The module reads from several operand queues concurrently and decodes operand availability. A `onehot` signal (`operand_valid_i`) triggers internal FSMs to accept and latch operand data into internal registers.

This mechanism ensures that the pipeline only proceeds when all necessary operands are ready.

### 2. FSM (Finite State Machine) Control Logic

The FSM implements several states:

- **IDLE**: Waits for operands to be valid.
- **WAIT**: Waits for all operands to be latched and for a backend (like FPU/MUL) to be free.
- **EXECUTE**: Passes the operands to the compute unit and asserts a `valid` signal.
- **DONE**: Waits for the result grant handshake.

Transitions occur on the basis of operand readiness, backend availability, and completion handshakes. This careful control ensures precise handling of instruction lifecycle.

### 3. Backend Compute Unit Selection

Depending on the instruction:

- Integer multiplication might be routed to the `Mul` unit.
- Floating point computation might use FP ALU, FP MUL, or FP FMA.

These units are external to the `vmfpu` module and are connected via operand and result interfaces.
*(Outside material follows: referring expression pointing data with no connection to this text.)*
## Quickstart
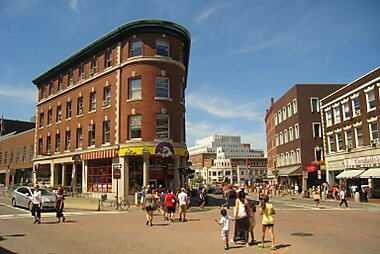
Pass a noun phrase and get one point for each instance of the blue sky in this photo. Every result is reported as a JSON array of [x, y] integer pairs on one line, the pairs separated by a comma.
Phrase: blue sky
[[243, 52]]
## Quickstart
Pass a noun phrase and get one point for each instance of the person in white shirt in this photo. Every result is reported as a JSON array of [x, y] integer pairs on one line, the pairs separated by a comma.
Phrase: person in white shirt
[[183, 200], [36, 200], [225, 222]]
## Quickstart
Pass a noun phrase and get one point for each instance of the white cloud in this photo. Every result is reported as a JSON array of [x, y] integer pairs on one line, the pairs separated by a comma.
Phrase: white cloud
[[224, 107]]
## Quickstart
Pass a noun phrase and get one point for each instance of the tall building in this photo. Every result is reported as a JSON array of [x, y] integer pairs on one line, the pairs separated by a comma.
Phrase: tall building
[[220, 157], [116, 105], [16, 152], [295, 140], [351, 133]]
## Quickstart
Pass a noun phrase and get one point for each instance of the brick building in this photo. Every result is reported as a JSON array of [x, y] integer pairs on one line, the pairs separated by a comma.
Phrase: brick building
[[351, 133], [117, 103], [295, 140], [16, 152]]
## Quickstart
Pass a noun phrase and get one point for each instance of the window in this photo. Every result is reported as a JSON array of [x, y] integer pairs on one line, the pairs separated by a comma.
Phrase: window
[[371, 103], [328, 118], [162, 87], [68, 140], [339, 141], [359, 137], [58, 142], [106, 96], [41, 120], [346, 111], [317, 132], [162, 48], [91, 135], [60, 84], [356, 106], [134, 126], [337, 115], [82, 74], [68, 110], [314, 104], [80, 106], [59, 114], [108, 59], [162, 126], [50, 116], [78, 143], [48, 144], [71, 78], [373, 132], [106, 132], [331, 143], [348, 136], [92, 101], [134, 90], [136, 48]]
The correct selection depends on the `target_fu` and operation code embedded in the vector instruction.

### 4. Stream Registers

Each result-producing unit feeds into a **stream register**, which buffers results until downstream units acknowledge the result (`result_gnt_i`), avoiding backpressure to the compute units.

These registers decouple execution and result storage, facilitating pipeline throughput.

---

## Code Walkthrough

### Module Declaration and Parameters

```systemverilog
module vmfpu import ara_pkg::*; ...
```

The module imports Ara and RVV packages, ensuring access to operand types, configuration constants, and hardware definitions.
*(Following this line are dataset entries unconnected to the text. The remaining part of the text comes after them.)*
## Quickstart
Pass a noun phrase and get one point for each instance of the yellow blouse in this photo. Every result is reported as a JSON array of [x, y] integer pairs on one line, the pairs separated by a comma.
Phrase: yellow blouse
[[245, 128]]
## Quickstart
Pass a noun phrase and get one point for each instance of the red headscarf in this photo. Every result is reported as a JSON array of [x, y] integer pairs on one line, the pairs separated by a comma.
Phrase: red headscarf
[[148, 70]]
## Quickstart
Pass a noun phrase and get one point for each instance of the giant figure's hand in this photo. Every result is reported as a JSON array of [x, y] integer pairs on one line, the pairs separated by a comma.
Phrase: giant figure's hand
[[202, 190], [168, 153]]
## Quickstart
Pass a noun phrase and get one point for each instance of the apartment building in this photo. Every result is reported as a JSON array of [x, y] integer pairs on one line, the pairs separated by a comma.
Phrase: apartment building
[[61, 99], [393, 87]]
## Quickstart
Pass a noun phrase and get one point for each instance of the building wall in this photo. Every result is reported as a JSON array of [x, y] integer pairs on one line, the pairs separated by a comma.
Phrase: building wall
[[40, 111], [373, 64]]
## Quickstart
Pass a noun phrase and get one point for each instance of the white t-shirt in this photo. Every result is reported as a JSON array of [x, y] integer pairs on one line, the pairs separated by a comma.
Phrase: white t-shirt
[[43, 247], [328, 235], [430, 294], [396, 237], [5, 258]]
It uses several type parameters:

- `NrLanes`, `VLEN`, `vaddr_t`: define structural hardware constraints.
- `operand_queue_cmd_t`, `operand_request_cmd_t`: encapsulate control signals between scheduler and operand queues.

---

### Registers and Internal Signals

Internal signals such as `fsm_state_q`, `operand_valid`, and `stream_reg_payload` track FSM state, operand readiness, and result data, respectively.

These are updated in sequential logic blocks and control combinational data paths.

---

### Operand Gathering and Arbitration

Each operand queue's validity is polled, and the module arbitrates between them using one-hot logic.
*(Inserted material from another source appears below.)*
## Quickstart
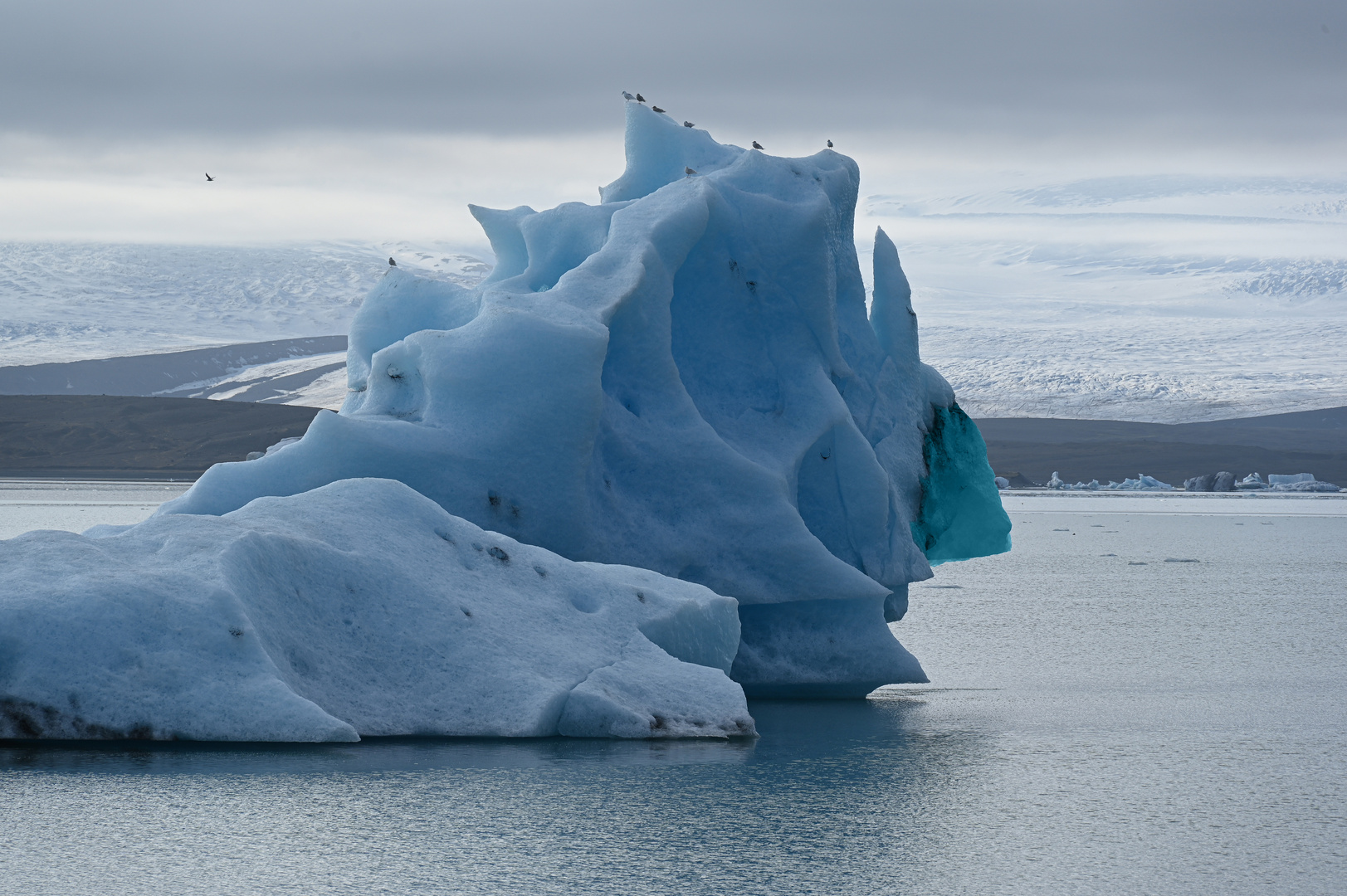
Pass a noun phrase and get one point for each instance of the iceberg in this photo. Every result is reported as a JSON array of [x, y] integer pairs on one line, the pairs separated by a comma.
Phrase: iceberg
[[357, 609], [681, 388], [1297, 483], [1223, 481], [1252, 483], [1141, 484], [682, 377]]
When valid operands are detected, the FSM transitions into WAIT and EXECUTE states.

---

### Computation Dispatch

Operations are dispatched to the correct backend depending on instruction decoding logic:

```systemverilog
case (target_fu)
  FPU: begin
    ...
  end
  MUL: begin
    ...
  end
endcase
```

Here, `target_fu` determines which functional unit receives the operands.

---

### Result Capture and Output

Results are written to output ports using stream registers:

```systemverilog
stream_register #(...) i_fpu_stream_reg (
  ...
  .valid_i   (fpu_result_valid),
  .data_i    ({id, addr, result}),
  ...
);
```

Once the result is accepted by the downstream module, the FSM returns to IDLE.